Как хорошо, что ты вернулся. Стал такой тёмненький. А мне нравится. Чем-чем вы торговали? Метизами. Ну вот, от железяк тебе не уйти. Развалились? Ага. А мы тут нет. А мы тут — вот… Да-да, девяностые, они прокатились… укатали. Устал немного. Сбежал с производства за лёгкой наживой. Ничего. Ты здесь незаменимый будешь. У нас всего тысяча народу. Так что заменимых нет. А будешь ты у нас… О! Ты будешь пиаром. У нас нет пиара. Мы дадим тебе кабинет, где раньше арендовало посольство Сенегала. Там, правда, немного пыльно и висит типа магическое зеркало вождя. Но ты пыль вытри. А с зеркалом я тебе напишу, как общаться. Военспецам, гы-ы, командует — слушаются.

Кабинет посольства Сенегала уныл. Магическое зеркало висит и не отсвечивает. За окнами тоскливый заводской двор. Пыль полосатыми слоями висит в неподвижном воздухе. Лампочки дневного света бушуют и трещат над головой. Чего Данилка тут навертел-то? Завод вроде. А не предвиделось никакого завода-то. Открывает шкаф; вываливаются кипы старых чертежей. Берёт их в охапку и отправляется во двор, к помойке. Чиркает спичкой. Будешь мне рассказывать.

Никто небось не вернулся. Один он такой дурак возвращаться. Как быстро проходит жизнь! Жизнь-то, о-о, как быстро она проходит! И какая тоска! Какая тоска! Над заводским двором тоскливое серое небо. А прошло-то всего десять лет! Десять лет-то всего только прошло! (Попирая ногой пепел старых чертежей). Выгребная яма для снега. Розовая линия на стене. К горлу подкатывает тошнота.

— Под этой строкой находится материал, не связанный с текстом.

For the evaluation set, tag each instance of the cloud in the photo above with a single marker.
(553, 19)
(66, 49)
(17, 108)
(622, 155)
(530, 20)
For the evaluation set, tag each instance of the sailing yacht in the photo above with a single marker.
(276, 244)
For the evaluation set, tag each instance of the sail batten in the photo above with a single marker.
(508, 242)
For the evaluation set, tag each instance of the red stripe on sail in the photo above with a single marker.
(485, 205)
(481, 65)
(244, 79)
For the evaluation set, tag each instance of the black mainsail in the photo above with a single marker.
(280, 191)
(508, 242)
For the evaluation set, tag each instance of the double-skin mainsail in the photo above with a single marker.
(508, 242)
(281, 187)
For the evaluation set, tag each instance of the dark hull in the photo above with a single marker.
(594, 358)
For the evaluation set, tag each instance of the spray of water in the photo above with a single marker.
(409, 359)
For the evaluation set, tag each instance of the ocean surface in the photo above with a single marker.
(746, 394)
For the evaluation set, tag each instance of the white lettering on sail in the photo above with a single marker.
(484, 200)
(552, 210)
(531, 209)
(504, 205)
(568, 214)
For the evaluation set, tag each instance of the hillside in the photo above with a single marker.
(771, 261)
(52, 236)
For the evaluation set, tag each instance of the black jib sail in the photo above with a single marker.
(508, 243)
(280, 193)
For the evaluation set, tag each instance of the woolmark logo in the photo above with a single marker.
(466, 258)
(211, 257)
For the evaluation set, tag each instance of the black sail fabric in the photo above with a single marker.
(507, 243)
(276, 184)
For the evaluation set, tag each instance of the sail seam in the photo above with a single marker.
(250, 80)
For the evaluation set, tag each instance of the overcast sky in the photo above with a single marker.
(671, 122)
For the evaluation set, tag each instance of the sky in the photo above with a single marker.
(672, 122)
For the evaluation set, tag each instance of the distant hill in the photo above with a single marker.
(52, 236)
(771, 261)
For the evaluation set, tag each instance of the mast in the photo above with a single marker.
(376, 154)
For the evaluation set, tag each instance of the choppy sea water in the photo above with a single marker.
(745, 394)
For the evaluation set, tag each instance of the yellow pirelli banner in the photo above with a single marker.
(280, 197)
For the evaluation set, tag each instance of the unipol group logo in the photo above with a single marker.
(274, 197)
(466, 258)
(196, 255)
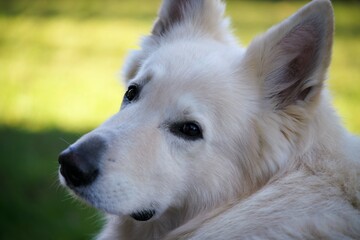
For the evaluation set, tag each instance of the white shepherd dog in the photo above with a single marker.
(214, 141)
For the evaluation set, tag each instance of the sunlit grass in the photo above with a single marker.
(62, 70)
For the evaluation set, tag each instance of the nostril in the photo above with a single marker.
(77, 169)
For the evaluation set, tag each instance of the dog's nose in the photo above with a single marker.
(79, 165)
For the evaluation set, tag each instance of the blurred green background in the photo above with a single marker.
(59, 65)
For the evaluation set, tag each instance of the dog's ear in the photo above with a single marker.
(291, 59)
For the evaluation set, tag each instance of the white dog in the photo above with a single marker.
(214, 141)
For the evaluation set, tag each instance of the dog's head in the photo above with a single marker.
(202, 119)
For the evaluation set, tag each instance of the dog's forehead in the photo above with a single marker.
(190, 62)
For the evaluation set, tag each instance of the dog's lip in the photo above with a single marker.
(143, 215)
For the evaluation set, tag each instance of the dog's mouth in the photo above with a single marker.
(143, 215)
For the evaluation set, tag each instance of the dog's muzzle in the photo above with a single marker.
(79, 164)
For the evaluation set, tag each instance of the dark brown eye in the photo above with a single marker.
(132, 93)
(187, 130)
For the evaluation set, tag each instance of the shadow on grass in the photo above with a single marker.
(32, 204)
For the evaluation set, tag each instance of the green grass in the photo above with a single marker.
(59, 62)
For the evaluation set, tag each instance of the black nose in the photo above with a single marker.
(79, 165)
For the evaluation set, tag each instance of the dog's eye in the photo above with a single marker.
(132, 93)
(187, 130)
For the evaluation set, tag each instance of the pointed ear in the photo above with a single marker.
(291, 59)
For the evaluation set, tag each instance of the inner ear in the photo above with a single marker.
(296, 57)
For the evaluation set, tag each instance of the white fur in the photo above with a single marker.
(274, 161)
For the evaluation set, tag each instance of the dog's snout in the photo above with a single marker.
(79, 165)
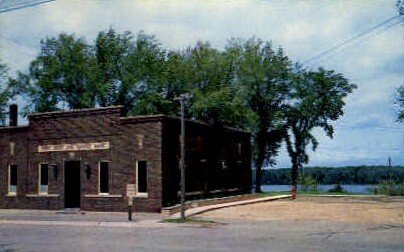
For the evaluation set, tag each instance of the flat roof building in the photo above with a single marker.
(85, 159)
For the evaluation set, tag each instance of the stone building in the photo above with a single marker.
(85, 159)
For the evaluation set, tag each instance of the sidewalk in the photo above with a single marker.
(199, 210)
(108, 219)
(77, 218)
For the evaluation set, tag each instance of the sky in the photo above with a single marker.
(368, 50)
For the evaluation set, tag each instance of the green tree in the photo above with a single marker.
(400, 103)
(316, 99)
(4, 93)
(262, 74)
(130, 72)
(59, 77)
(210, 78)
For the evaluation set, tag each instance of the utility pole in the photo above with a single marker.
(182, 99)
(390, 171)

Вдруг на периферии взгляда возникает странная сцена. Молодцеватый страшнозубый юноша катит тележку, на которой качается огромный штабель коробок, утыканных фиолетовыми печатями. Вокруг тележки вьётся старушка Тася-регулировщица в драных уггах своей правнучки. Её лицо покрашено в могильно-арлекиновые цвета. Брови зачернены. Привет, Z! — кричит Тася. Скажи своему приятелю, чтобы хоть, что ли, щебёнки подсыпал! А лучше заасфальтировать! Ты где был-то, Ходжа, в армии? Родину защищал? Нелепость Тасиного предположения заставляет страшнозубого юношу разгоготаться неожиданно смешным смехом. Z замечает, что в ушах у него монеты. Помочь довезти? Не надо! Мы тут уже каждую выбоину знаем! Давай, C, двигай! Давв-вай! — и они исчезают в боковой норе главного корпуса, вдвинувшись туда с лязгом и кряхтеньем. Сапоги у обоих рваные. У меня скоро будут такие же.

На лестнице Центральной башни всё как прежде. Не померкли кинескопы, которыми обклеил стены директор V. В кабинете директора по производству орёт директор по производству, несгибаемый F. Потому что четвёртый день не могут сделать нужное количество!! Нет, тебя я не виню, ты ни при чём! Ты заказал — тебе должны сделать. Но вы-то, какого хера вы не работаете?! Все месяц на ушах стоят! Стараются сроки соблюсти! А потом из-за вас всё летит к чертям собачьим!!.. Меня ЭТО не волнует! Это я знал уже в прошлом году!!.. К вам перевели I и U, для вас ВСЁ сделали! Чтобы вы стали нормально работать!! Идите!!.. Позор!!.. Из кабинета на Z вываливается начальник девятого цеха Пал Палыч P (младший, тот, что мыл «Волгу» директора N) с пылающими ушами и выпученными глазами, за ним летит главный диспетчер A, а за нею начальник шестнадцатого G на полусогнутых. Z стучится и заходит. F пьёт из носика чайника. Ага, Z, припёрся! Блудный сын! То-то же! А я тебе говорил — держись за трубу, сынок! Держись за трубу! Не расстраивайся, ты бы всё равно директором не стал! Ххех. Ты приходи завтра веселиться, там молодежь устраивает что-то нерабочее. Всё, вали, у меня дел. Скажите, а где теперь Симочка M. Ушла? Нет, работает себе… Их, знаешь, во внутренний двор перевели. Ну ладно! Увидимся! — F резким движением тушит сигарету и хватает трубку: алло! (Впечатлительный F подражает директору N, при котором начинал; демократичное тиранство; умение увидеть человека в работнике и наоборот; замашки; сигареты; всех по именам и на ты; спиртяга в чайнике.)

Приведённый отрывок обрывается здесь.